Rising folkie Lissie lets pop sensibilities shine.

August 17, 2012 at 9:04PM
Lissie
Lissie (Margaret Andrews/The Minnesota Star Tribune)

At 28, Lissie is still growing up -- musically, that is. On her debut album, "Catching a Tiger," the folkie seamlessly breaks into cross-genre terrain, playing with a backing band for the first time.

"I love folk music and I'm very inclined to pick up an acoustic guitar and really not need anything to clutter it," Lissie said by phone, tucked away in her van somewhere in Norway. "But also with my band I play electric guitar and we have a bigger sound."

"Catching a Tiger," released by the influential indie Fat Possum in the U.S., runs the gamut from the country-bop of "Little Lovin'" to the hymn-like "Oh Mississippi" and the pop-savvy single "When I'm Alone." Lissie doesn't hide the fact that she's out for a smash hit, and her pop sensibilities shine. When flirting with addictive refrains, it's easy to veer into obnoxiously catchy waters. But Lissie gracefully toes the line, occasionally overstepping but pulling back before being scolded.

It's perhaps a skill she could've used during her rebellious teenage years -- Lissie was expelled from her high school in Rock Island, Ill. "I kind of just had a mini-nervous breakdown and I ended up [being] like, 'I hate this place!'" Lissie said, declining to go into detail.

The production value on "Catching a Tiger" is a step up from her fetchingly minimal "Why You Runnin"' EP. While she's proud of "Tiger," Lissie admits to going through a learning curve during the recording process and feels a few tracks came out a bit "cheesy" and overproduced -- like "Cuckoo," a carefree tribute to her teenage angst.

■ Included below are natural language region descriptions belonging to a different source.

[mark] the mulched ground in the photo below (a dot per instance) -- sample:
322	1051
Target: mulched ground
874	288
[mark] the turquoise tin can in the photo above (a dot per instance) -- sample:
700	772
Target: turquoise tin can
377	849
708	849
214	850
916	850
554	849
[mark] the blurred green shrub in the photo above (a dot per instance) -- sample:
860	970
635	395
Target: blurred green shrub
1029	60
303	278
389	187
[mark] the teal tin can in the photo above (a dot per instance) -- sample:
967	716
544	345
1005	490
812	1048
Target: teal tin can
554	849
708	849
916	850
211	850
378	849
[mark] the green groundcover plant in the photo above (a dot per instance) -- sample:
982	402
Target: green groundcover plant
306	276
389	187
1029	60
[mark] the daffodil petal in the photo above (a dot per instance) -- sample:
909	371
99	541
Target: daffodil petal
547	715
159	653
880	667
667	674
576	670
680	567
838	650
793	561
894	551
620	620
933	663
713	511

Another hard-knock lesson came after a re-recording of "Everywhere I Go" in an attempt to win London radio play didn't turn out as planned. "It was a huge disaster," the singer/songwriter said, adding that in the future she won't try to please others with her music.

Nevertheless, if Lissie's musical career is still in its pubescent years, the awkwardness most of us experience during that stage doesn't show, whether she knows it or not. Musical adulthood for this blossoming folkstress should be a pop-tinged delight.